05/ 9 — Dimensionality Reduction (PCA)
PCA: 141 bands → just 2 is enough
PCA

141 bands are highly correlated. After PCA, the first two components capture 94.6% of variance. Plotting PC1 vs PC2, the four foods split into four clusters — before we even classify.

06/ 9 — Classification (SVM)
Classification: 100% accuracy — but what does it mean?
confusion matrix

SVM / Random Forest

100%

257 test samples, perfect diagonal, zero misclassification.

⚠️ Don't celebrate: the four foods are so different that 100% means the task was too easy.

The harder, more valuable task is next — quantitative prediction.

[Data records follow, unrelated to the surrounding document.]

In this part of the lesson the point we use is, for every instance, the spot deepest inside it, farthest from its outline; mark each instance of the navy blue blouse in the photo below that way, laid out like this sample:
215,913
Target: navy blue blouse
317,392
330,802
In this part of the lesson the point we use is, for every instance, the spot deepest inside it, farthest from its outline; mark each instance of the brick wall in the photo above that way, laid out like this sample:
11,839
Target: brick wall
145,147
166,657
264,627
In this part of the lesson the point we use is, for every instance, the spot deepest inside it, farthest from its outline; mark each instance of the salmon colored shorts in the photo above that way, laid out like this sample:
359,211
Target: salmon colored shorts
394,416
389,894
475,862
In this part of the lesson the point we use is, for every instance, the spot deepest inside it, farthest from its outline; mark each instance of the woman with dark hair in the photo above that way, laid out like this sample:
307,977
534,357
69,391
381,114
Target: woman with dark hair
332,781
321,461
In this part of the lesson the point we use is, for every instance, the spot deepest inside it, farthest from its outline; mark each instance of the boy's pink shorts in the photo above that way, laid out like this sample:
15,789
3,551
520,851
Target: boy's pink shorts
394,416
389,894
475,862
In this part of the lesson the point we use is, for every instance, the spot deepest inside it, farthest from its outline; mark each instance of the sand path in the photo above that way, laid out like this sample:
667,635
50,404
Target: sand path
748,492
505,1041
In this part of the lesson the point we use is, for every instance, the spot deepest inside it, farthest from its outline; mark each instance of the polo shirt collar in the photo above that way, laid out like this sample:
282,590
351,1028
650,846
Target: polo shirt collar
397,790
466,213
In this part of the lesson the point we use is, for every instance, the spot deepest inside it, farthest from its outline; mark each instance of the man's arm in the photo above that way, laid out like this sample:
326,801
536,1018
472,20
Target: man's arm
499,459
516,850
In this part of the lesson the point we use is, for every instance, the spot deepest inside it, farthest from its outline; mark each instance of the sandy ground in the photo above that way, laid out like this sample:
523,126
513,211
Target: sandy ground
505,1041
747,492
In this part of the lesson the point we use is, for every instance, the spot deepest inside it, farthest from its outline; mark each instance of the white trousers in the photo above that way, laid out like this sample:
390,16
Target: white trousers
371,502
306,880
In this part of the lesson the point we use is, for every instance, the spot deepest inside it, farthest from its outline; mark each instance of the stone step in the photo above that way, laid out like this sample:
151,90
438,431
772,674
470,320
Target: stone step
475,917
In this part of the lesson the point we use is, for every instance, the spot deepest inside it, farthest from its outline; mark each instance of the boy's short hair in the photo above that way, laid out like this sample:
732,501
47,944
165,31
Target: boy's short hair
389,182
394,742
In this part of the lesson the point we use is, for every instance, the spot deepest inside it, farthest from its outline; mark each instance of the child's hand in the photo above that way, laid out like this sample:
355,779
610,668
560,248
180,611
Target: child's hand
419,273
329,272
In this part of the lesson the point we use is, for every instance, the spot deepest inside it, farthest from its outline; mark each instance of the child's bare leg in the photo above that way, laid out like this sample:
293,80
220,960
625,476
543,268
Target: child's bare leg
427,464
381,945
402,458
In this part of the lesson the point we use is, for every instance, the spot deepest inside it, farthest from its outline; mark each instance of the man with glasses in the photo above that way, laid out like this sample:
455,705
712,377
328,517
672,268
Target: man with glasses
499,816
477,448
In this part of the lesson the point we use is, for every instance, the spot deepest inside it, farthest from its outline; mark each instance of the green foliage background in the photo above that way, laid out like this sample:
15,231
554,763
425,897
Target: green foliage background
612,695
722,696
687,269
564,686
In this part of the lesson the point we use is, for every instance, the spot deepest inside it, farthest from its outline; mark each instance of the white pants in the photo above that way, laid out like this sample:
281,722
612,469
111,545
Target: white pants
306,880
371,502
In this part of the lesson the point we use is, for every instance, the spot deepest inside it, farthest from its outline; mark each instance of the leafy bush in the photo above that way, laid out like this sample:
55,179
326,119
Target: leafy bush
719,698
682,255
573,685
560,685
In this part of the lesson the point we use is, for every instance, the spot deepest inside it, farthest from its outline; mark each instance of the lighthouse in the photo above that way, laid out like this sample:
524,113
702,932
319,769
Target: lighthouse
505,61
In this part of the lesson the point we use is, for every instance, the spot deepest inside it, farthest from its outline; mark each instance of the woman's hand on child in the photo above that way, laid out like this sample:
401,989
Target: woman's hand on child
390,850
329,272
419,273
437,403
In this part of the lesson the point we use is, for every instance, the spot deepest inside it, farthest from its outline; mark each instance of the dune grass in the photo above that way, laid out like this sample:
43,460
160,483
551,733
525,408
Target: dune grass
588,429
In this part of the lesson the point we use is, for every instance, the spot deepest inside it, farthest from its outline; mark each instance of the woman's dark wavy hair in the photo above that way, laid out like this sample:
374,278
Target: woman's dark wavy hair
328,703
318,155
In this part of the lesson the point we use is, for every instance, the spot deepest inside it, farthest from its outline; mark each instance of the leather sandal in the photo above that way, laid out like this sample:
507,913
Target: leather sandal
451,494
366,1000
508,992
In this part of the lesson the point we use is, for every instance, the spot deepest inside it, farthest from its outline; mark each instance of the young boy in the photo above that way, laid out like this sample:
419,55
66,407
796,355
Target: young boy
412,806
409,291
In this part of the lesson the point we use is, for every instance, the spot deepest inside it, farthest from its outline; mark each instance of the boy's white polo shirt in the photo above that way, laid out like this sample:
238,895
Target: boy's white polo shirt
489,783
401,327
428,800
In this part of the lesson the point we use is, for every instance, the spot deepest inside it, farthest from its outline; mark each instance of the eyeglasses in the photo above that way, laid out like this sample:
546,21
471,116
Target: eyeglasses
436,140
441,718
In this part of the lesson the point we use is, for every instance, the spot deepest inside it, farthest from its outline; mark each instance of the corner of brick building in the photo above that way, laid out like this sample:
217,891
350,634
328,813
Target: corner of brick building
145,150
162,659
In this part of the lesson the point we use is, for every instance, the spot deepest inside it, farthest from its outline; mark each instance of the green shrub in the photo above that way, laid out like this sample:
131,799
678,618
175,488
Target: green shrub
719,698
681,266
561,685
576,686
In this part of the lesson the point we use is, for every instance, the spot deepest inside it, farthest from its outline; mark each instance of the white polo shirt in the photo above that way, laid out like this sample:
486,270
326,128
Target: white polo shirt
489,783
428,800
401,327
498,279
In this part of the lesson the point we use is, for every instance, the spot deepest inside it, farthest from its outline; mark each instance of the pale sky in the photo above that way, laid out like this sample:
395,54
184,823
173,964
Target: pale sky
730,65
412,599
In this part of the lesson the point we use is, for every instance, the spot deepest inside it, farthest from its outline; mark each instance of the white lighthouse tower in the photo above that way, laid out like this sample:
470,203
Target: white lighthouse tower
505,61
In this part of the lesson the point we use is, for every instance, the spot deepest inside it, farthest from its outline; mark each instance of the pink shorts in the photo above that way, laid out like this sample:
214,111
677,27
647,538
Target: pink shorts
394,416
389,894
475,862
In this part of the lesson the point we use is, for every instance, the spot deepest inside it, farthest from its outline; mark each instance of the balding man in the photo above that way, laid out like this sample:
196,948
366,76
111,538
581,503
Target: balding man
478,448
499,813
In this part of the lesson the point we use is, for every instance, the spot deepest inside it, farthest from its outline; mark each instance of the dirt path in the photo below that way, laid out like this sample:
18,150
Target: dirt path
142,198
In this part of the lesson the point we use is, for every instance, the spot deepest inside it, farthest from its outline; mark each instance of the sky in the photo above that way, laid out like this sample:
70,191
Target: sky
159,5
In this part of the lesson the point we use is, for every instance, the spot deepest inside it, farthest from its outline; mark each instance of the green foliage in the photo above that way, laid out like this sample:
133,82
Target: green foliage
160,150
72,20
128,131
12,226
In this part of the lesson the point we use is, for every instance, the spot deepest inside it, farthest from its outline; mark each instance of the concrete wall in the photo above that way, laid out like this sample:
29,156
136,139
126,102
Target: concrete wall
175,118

07/ 9 — Regression (PLS, the real test)
Regression: predict dry matter from the spectrum
PLS regression

PLS Regression

R²=0.84

Full leek spectrum (NIR to 1717nm), 10-fold CV, RMSE just 0.96%.

"Which food" is easy; "how much" is hard.

NIR senses water and organic absorption — exactly what real food QC relies on.

08/ 9 — Orange Data Mining
Don't want to code? Orange — just connect the dots
📄File 🌊Preprocess Spectra 📉PCA 📈PLS (regression) SVM /Random Forest 🔵Scatter Plot Test & Scorecross-validation ConfusionMatrix

Open-source Orange Data Mining + Spectroscopy add-on: connect widgets by mouse — File → Preprocess Spectra → PCA / PLS / classifiers → Test & Score → Confusion Matrix. Same science, zero code.

09/ 9 — Take-away
Hyperspectral
lets you see the chemistry your eyes can't
For full control & flexibility → use Python; for speed, visuals & no code → use Orange.
Same science, two paths, your choice.